L’11 ottobre 1958 il lancio di Pioneer 1, il primo passo (mancato) verso la Luna

Nonostante l’esito fallimentare della missione, Pioneer 1 fornì importanti informazioni sulle radiazioni e sul campo magnetico terrestre

L’11 ottobre 1958 la NASA, appena fondata da pochi mesi, tentò il suo primo grande balzo verso la Luna. Dalla base di Cape Canaveral, venne lanciata la sonda Pioneer 1, parte del programma omonimo destinato all’esplorazione lunare e interplanetaria. L’obiettivo era ambizioso: raggiungere l’orbita lunare e raccogliere dati scientifici sullo Spazio intermedio tra la Terra e il suo satellite. Il lancio inizialmente sembrò un successo, ma a causa di un errore di calcolo nella traiettoria la sonda non riuscì a uscire dall’attrazione terrestre. Dopo aver raggiunto un’altitudine di circa 113mila km – un record per l’epoca – Pioneer 1 iniziò a ricadere verso la Terra. Rientrò nell’atmosfera 43 ore dopo il lancio, andando distrutta tra le fiamme sopra l’Oceano Pacifico.
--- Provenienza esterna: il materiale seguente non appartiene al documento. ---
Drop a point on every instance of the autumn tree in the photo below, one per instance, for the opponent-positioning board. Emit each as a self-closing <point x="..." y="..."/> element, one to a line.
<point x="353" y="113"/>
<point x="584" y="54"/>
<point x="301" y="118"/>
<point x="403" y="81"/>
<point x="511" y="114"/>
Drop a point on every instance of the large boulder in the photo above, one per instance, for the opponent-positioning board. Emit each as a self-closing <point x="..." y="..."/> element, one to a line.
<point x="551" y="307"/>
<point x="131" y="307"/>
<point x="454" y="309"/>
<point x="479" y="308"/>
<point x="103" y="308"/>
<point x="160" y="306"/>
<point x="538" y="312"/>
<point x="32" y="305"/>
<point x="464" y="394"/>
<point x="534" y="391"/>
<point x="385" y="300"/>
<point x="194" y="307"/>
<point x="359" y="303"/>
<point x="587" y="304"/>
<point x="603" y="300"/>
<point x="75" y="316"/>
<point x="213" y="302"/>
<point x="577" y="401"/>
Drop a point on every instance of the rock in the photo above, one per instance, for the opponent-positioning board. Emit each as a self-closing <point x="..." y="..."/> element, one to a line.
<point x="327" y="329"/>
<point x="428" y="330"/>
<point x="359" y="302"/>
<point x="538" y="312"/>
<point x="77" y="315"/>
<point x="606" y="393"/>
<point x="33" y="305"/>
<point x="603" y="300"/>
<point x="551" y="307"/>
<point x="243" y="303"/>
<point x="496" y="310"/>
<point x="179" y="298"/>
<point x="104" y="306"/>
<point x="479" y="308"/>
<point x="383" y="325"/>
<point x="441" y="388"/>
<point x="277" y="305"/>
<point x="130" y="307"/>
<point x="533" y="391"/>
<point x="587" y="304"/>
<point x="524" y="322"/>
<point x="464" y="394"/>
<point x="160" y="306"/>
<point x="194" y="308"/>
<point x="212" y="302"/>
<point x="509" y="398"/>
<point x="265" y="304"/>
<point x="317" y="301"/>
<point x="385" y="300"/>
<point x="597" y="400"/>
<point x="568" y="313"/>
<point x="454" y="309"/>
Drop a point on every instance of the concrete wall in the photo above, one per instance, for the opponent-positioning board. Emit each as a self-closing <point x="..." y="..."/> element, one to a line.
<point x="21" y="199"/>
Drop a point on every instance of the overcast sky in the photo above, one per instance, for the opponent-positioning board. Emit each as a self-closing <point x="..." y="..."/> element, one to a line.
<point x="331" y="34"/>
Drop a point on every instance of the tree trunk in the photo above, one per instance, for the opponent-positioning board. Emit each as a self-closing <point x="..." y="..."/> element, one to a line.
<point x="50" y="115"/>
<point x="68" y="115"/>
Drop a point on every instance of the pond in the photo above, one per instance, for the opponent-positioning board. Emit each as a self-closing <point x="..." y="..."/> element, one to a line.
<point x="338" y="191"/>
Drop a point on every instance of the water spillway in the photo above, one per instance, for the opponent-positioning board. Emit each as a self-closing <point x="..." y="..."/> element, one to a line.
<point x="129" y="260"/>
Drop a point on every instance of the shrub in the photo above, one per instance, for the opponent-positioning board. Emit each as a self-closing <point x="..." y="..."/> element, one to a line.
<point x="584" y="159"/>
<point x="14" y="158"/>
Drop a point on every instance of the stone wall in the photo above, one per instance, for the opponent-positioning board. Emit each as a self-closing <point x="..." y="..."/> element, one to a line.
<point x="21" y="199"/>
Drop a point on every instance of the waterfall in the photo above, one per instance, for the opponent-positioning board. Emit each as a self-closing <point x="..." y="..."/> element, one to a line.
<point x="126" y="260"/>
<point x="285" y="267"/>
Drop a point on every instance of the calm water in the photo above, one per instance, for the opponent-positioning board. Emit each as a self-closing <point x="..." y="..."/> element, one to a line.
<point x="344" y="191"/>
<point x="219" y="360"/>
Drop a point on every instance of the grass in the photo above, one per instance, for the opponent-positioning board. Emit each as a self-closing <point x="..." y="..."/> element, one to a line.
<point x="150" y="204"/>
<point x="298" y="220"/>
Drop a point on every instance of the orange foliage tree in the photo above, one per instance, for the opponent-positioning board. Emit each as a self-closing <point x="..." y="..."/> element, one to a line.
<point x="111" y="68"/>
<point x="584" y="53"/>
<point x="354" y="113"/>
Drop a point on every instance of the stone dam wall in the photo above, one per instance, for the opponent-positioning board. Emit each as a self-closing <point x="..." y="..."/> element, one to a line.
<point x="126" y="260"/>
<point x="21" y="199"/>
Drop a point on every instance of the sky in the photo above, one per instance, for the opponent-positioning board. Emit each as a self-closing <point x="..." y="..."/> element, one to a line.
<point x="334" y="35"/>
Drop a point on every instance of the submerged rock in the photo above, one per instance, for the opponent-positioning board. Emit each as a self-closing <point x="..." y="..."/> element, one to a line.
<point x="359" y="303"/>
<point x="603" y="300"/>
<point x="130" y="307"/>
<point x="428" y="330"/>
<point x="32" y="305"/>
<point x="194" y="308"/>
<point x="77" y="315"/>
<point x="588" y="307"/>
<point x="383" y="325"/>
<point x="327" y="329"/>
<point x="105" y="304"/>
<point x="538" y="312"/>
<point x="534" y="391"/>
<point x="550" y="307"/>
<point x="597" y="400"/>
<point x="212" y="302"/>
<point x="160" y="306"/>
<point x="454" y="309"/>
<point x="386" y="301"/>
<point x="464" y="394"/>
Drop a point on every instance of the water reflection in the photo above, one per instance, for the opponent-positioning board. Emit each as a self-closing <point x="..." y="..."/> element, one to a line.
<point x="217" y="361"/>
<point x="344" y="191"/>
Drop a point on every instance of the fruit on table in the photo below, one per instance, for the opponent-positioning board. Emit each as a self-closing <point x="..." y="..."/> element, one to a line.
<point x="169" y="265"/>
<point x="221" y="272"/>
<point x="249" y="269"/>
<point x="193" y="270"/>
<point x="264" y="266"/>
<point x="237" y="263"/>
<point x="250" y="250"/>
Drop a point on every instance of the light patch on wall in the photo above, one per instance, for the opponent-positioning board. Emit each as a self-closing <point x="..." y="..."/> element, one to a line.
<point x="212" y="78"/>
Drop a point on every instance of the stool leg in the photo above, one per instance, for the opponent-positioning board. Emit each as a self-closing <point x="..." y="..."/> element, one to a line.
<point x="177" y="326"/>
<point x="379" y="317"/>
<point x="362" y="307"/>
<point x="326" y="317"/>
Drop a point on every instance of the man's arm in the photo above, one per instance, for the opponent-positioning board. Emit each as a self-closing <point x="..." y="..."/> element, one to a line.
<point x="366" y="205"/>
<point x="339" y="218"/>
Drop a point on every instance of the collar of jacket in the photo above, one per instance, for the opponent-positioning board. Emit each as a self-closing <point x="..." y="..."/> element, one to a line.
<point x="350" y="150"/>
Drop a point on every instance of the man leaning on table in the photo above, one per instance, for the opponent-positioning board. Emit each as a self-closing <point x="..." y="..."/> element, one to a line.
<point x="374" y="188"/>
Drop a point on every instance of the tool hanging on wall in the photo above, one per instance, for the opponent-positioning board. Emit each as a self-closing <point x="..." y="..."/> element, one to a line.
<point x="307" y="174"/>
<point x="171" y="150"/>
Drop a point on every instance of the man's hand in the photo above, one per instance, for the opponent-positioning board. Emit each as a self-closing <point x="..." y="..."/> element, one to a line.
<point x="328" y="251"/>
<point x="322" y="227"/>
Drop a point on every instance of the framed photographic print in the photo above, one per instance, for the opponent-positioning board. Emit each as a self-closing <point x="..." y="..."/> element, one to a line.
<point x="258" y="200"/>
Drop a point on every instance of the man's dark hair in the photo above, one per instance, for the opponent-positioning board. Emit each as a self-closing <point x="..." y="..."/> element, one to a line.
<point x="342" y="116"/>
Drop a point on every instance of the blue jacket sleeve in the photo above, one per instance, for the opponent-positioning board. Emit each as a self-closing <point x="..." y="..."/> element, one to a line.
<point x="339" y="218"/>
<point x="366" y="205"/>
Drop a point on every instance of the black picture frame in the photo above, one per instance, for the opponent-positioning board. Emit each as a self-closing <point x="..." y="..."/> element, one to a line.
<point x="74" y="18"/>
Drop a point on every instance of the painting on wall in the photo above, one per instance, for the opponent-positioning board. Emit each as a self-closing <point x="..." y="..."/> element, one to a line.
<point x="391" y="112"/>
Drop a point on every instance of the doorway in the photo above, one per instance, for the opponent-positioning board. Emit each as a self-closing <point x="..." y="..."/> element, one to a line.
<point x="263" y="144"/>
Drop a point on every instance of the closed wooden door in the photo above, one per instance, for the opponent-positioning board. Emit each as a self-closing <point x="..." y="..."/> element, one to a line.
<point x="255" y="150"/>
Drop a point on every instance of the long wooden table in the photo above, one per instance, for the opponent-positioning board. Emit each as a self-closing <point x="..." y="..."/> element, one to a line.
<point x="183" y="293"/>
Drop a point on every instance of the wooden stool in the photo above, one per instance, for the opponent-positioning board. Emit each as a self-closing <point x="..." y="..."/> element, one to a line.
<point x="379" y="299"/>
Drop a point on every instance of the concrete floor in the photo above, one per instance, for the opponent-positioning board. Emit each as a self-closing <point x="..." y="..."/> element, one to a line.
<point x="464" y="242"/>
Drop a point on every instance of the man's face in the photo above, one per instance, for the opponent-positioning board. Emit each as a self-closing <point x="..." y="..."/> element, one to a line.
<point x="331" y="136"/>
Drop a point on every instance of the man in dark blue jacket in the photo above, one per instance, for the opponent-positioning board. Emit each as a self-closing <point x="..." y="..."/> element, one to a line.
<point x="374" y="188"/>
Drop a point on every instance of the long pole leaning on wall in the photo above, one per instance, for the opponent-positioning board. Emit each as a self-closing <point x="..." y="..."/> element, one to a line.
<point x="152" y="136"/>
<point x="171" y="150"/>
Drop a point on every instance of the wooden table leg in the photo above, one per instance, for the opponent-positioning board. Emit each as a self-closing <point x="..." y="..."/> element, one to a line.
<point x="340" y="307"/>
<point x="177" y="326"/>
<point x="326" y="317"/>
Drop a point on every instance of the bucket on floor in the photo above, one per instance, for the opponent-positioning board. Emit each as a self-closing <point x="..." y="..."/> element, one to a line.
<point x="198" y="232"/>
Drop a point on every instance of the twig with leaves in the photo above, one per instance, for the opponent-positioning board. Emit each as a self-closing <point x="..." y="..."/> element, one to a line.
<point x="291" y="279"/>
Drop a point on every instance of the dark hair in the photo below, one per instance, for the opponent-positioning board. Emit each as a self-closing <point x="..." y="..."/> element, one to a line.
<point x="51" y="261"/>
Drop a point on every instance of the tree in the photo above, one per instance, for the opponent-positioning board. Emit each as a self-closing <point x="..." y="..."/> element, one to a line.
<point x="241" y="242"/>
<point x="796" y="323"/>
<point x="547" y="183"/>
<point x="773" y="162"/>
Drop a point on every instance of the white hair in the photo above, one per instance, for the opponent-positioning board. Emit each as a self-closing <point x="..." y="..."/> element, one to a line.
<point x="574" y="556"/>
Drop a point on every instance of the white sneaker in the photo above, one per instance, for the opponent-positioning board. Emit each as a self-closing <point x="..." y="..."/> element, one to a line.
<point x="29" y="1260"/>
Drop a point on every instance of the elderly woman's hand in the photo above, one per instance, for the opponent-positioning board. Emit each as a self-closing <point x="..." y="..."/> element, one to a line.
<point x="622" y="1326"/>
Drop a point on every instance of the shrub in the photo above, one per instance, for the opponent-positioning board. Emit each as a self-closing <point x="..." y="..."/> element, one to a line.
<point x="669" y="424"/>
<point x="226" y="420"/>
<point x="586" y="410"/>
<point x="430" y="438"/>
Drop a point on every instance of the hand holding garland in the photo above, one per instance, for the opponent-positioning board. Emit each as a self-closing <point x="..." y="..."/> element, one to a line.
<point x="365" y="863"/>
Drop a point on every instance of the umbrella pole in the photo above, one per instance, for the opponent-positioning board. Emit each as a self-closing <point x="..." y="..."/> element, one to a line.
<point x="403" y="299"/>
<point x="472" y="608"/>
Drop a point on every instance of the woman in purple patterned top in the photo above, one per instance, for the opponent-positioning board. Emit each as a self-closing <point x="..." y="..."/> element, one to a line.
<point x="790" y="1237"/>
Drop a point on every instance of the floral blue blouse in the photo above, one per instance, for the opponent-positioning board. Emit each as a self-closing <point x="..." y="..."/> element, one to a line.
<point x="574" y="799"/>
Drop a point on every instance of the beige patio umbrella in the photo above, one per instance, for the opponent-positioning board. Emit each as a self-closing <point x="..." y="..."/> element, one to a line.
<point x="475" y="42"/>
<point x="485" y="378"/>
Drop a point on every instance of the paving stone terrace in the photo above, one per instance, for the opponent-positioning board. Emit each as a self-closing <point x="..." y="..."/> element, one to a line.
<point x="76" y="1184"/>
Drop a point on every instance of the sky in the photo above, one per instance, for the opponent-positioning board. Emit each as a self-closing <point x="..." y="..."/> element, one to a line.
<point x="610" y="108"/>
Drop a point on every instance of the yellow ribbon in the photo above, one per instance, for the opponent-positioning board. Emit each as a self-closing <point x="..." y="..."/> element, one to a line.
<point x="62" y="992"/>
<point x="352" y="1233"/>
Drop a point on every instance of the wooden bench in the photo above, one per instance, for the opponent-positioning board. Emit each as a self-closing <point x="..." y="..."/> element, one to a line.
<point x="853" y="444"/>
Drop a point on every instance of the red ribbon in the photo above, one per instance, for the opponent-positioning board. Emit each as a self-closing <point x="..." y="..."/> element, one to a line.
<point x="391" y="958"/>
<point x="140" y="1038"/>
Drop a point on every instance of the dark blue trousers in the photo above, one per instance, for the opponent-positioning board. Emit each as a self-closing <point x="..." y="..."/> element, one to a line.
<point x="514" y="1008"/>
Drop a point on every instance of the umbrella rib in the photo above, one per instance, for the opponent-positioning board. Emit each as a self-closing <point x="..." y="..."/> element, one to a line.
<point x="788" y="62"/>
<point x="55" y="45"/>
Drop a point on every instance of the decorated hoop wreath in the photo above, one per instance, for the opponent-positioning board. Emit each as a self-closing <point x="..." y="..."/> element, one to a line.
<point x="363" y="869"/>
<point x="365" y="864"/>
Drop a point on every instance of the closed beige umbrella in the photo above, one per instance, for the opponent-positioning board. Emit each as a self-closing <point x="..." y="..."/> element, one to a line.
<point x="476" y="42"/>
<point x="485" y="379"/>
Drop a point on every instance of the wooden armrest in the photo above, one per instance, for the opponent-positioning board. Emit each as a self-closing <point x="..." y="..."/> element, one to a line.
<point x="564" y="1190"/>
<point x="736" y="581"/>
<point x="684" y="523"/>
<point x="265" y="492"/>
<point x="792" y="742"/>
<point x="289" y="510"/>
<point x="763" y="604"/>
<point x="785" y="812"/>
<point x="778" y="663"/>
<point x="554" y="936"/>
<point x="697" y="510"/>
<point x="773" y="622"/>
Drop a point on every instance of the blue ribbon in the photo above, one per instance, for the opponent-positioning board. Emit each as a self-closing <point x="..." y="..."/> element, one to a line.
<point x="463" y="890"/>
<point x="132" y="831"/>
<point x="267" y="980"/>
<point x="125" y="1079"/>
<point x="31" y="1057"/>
Nonostante l’esito fallimentare della missione, Pioneer 1 fornì importanti informazioni sulle radiazioni e sul campo magnetico terrestre, dati preziosi per le future esplorazioni. L’episodio segnò l’inizio simbolico della corsa americana allo Spazio, una corsa che, poco più di 10 anni dopo, avrebbe portato l’uomo a camminare sulla Luna.